Areas in which the field of clinical genetics relates to anthropology concern both cultural and biological issues. It is increasingly evident that genetic health care services need to be provided by professionals who are culturally competent. Providers of genetics health care should understand culture-based beliefs and attitudes about disease, including genetic disorders, in order to deal effectively with the needs of families. In the assessment of individuals, clinical geneticists often use anthropometric measurements, a traditional tool of biological anthropology, especially in the evaluation of craniofacial dimensions that are important in the diagnosis of many genetic disorders. In addition, clinical geneticists evaluate the physical growth of children, the focus of a traditional research area in biological anthropology, as body growth and size frequently vary from the norm in genetic disorders.

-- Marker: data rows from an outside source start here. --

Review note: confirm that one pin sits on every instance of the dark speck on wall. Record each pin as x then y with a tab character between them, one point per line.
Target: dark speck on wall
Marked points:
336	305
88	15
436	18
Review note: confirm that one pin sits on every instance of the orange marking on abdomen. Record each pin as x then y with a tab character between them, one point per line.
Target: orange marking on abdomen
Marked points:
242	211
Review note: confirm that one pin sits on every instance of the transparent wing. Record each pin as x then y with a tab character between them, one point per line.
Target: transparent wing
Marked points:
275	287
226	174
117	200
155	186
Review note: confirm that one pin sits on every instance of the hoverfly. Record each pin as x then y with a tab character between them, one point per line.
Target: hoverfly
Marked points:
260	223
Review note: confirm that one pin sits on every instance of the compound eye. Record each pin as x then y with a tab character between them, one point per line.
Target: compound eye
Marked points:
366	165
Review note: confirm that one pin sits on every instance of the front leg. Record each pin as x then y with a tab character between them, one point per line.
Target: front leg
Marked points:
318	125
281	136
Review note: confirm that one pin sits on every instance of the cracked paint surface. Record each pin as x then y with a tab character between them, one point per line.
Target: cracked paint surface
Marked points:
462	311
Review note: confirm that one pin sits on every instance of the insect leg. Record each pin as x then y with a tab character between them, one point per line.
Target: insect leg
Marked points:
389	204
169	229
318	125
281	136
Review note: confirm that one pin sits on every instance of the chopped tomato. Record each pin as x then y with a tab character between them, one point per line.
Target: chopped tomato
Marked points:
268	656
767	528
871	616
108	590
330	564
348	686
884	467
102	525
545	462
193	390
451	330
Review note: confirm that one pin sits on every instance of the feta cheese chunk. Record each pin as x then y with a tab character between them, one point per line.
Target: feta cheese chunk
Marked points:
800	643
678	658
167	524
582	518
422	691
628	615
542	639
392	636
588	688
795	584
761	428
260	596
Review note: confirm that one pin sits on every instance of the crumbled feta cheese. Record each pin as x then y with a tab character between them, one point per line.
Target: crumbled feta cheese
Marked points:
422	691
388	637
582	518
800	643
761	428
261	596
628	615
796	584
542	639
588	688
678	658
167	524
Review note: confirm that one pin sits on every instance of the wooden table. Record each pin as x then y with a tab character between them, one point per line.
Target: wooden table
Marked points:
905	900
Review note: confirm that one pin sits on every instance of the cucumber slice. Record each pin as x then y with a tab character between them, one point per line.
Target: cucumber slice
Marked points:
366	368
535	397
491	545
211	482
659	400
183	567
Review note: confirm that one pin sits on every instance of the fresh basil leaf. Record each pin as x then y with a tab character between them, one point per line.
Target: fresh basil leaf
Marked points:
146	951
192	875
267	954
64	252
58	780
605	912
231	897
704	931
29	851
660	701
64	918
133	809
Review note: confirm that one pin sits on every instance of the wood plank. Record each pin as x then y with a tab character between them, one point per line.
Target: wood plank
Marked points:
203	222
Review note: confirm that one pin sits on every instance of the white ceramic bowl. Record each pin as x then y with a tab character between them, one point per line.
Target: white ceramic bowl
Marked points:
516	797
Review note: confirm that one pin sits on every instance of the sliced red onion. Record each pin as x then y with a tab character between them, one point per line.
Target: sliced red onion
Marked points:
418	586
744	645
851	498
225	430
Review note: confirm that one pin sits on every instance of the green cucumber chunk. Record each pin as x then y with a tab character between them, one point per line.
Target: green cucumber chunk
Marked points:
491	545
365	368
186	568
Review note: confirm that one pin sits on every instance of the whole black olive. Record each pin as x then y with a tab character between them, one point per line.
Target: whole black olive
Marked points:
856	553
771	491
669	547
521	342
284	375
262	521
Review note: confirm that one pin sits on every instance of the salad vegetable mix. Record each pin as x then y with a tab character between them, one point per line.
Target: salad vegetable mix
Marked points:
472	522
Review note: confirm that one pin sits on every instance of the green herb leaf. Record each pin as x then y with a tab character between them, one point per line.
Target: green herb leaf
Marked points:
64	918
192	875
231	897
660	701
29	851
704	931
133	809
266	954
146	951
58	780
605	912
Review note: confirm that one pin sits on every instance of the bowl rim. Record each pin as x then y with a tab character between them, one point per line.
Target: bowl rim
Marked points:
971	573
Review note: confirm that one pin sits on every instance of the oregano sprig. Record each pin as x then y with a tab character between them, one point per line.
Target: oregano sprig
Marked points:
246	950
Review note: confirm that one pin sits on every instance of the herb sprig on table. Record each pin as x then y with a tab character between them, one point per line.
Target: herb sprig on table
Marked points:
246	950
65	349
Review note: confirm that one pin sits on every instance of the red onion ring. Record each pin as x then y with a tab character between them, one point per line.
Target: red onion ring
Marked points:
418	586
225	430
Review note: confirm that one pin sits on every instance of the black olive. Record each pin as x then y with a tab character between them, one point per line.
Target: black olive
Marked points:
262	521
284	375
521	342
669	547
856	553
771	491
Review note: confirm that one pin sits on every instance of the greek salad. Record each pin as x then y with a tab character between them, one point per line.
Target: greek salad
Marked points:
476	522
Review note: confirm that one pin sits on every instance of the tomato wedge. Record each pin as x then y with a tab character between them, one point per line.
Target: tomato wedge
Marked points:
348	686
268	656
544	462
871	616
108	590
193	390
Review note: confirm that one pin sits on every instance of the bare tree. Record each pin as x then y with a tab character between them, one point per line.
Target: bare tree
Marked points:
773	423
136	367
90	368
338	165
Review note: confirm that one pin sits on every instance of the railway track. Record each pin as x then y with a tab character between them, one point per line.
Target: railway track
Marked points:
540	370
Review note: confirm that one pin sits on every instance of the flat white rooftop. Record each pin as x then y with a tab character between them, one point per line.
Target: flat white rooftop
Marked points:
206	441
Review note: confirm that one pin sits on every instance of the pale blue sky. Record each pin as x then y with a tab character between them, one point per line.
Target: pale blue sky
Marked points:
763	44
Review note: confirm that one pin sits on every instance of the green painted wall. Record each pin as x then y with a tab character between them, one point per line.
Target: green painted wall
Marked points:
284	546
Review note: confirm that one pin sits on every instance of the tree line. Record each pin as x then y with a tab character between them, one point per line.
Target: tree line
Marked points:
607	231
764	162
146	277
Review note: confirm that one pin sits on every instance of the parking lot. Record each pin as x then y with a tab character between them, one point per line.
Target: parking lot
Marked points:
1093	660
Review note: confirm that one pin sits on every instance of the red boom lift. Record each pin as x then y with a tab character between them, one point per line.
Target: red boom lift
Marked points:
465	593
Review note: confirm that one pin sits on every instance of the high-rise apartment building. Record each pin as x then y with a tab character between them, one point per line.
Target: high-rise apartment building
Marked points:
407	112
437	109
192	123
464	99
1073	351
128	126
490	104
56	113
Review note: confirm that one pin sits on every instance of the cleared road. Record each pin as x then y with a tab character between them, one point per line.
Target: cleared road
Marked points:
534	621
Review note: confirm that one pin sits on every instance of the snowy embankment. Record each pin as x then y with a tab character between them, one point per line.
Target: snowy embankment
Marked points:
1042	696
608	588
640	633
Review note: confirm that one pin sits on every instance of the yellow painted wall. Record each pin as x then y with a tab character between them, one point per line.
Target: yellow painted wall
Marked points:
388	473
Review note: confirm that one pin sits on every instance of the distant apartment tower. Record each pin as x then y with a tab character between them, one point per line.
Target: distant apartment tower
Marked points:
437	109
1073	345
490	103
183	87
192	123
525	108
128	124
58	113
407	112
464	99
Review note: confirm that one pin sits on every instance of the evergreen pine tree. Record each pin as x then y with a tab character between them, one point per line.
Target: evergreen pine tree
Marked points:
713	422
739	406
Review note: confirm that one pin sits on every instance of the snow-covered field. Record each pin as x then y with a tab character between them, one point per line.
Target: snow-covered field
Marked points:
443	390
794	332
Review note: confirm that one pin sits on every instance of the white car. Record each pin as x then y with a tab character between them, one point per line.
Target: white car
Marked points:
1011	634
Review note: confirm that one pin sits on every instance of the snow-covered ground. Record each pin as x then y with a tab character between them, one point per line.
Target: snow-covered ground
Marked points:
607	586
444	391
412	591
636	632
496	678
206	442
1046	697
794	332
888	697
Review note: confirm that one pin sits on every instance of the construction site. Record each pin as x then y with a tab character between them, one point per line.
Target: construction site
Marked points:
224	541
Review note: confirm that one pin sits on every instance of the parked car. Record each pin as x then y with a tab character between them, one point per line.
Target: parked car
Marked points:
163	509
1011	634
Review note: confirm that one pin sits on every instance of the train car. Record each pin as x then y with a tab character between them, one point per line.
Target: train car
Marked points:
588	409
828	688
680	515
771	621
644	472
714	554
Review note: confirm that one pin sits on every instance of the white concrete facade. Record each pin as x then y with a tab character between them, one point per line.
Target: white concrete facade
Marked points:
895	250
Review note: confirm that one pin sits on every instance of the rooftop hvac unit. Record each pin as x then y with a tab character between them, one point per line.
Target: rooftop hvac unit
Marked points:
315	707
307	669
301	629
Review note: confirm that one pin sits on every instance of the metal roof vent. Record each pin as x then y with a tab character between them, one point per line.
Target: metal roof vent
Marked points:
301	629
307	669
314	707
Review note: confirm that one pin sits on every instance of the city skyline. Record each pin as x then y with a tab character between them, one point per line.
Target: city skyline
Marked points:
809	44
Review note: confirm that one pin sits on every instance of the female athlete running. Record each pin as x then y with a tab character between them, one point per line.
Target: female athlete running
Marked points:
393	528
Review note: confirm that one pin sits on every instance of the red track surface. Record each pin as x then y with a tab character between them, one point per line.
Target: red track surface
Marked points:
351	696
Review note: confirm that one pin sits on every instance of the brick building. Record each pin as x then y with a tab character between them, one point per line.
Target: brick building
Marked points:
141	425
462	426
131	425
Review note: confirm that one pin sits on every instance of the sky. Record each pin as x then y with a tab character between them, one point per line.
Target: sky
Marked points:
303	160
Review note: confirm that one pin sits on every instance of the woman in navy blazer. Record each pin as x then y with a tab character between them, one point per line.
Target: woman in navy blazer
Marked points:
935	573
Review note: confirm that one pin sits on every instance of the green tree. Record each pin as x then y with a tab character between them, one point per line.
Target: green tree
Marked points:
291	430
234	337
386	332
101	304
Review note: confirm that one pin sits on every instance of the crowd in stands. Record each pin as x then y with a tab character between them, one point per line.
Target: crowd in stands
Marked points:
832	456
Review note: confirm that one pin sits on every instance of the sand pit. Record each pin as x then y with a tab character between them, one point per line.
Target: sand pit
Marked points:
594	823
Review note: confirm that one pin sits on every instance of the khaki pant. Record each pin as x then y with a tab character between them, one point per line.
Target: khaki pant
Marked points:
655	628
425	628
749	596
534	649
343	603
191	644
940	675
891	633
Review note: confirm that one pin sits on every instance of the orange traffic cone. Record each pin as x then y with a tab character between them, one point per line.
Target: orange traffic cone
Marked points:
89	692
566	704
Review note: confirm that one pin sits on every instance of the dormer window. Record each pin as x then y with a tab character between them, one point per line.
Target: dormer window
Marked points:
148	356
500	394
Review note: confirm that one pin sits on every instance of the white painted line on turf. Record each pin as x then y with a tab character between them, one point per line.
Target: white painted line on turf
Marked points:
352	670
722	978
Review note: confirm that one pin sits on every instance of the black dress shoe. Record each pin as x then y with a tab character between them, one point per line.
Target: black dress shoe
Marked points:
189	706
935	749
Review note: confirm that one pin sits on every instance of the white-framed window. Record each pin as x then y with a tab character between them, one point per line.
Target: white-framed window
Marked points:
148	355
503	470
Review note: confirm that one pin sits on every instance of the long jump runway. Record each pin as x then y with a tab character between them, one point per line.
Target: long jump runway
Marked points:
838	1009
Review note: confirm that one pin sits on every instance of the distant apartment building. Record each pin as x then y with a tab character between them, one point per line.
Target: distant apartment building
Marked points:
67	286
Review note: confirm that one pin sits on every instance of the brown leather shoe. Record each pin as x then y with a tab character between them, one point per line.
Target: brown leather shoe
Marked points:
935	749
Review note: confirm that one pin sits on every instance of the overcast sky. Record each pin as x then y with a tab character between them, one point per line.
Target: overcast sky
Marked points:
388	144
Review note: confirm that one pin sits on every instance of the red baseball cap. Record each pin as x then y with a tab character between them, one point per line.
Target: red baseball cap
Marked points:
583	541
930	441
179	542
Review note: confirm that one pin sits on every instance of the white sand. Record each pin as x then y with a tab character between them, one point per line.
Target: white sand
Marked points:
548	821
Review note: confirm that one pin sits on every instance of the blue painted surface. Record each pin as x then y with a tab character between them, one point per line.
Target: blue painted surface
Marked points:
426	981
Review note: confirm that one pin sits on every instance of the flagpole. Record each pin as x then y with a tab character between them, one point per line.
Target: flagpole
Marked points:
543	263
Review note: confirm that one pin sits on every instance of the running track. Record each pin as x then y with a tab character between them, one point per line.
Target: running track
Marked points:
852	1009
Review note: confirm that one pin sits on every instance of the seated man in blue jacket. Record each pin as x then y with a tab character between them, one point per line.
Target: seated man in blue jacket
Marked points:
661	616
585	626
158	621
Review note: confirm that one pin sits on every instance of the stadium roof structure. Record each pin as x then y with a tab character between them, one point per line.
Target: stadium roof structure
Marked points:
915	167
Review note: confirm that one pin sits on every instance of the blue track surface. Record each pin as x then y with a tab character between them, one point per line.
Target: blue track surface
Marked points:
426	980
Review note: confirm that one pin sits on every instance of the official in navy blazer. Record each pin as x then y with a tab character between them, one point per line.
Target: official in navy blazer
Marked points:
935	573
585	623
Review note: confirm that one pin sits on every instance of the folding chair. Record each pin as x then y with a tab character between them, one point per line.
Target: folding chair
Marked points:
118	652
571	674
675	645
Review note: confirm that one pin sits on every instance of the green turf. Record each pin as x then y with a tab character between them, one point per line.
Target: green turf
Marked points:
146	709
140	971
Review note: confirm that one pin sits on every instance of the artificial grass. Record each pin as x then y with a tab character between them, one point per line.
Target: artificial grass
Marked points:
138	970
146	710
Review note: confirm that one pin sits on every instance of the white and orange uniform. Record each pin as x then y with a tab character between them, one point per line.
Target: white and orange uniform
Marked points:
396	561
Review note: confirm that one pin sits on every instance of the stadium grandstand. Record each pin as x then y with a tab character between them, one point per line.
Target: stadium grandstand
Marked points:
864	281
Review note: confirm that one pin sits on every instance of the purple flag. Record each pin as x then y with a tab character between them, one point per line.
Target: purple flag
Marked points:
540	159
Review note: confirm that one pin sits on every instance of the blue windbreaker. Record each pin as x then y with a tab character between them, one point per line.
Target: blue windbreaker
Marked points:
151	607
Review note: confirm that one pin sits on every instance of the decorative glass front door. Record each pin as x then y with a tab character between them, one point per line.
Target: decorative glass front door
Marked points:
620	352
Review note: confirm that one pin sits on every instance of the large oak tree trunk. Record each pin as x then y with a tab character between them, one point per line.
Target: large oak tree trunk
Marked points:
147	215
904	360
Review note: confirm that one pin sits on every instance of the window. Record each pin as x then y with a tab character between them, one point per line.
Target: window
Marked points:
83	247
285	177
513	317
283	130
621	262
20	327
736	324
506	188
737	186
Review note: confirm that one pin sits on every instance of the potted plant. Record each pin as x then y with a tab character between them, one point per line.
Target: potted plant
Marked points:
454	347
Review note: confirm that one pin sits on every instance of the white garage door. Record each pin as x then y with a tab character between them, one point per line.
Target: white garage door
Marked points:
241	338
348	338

Perhaps there never has been a stronger contribution to the field of clinical genetics than the Human Genome Project (HGP). It is estimated that there are now almost 1,000 diseases for which genetic tests are available. Included in this estimation are a number of the common, complex diseases such as cardiovascular disease and cancer. The HGP has created a human genome map with approximately 35,000 human genes. Almost one third of these genes have been discovered, with many of the gene loci, allelic variants, functions, and disease associations described. The HGP has enabled researchers to identify errors in genes that may contribute to or cause certain diseases. By the year 2010, predictive genetic testing might be available for more than 25 common diseases, such as diabetes and hypertension. This very expectation will impact genetic counseling and testing, in which individuals will seek information to take steps to reduce the risks for certain genetic diseases. For example, cardiovascular disease is a complex interaction of genetic factors (gender, family history, single-gene abnormalities of lipids, diabetes, obesity, and hypertension) that interact with nongenetic risk factors (smoking, physical inactivity, stress, and increasing age). In the future, an individual might seek genetic counseling and testing to determine susceptibility to cardiovascular disease in order to make lifestyle modifications. More important, the identification of disease-related genetic variation plays a role in the prevention of disease and will reshape the future of health care.
- Davies, K. (2001). Cracking the genome: Inside the race to unlock human DNA. Baltimore: John Hopkins University Press.
- Nehring, W. M. (1999). Clinical genetics: An overview. The Journal of Cardiovascular Nursing, 13, 19-33.
- Wilson, G. N. (2000). Clinical genetics: A short course. New York: Wiley-Liss.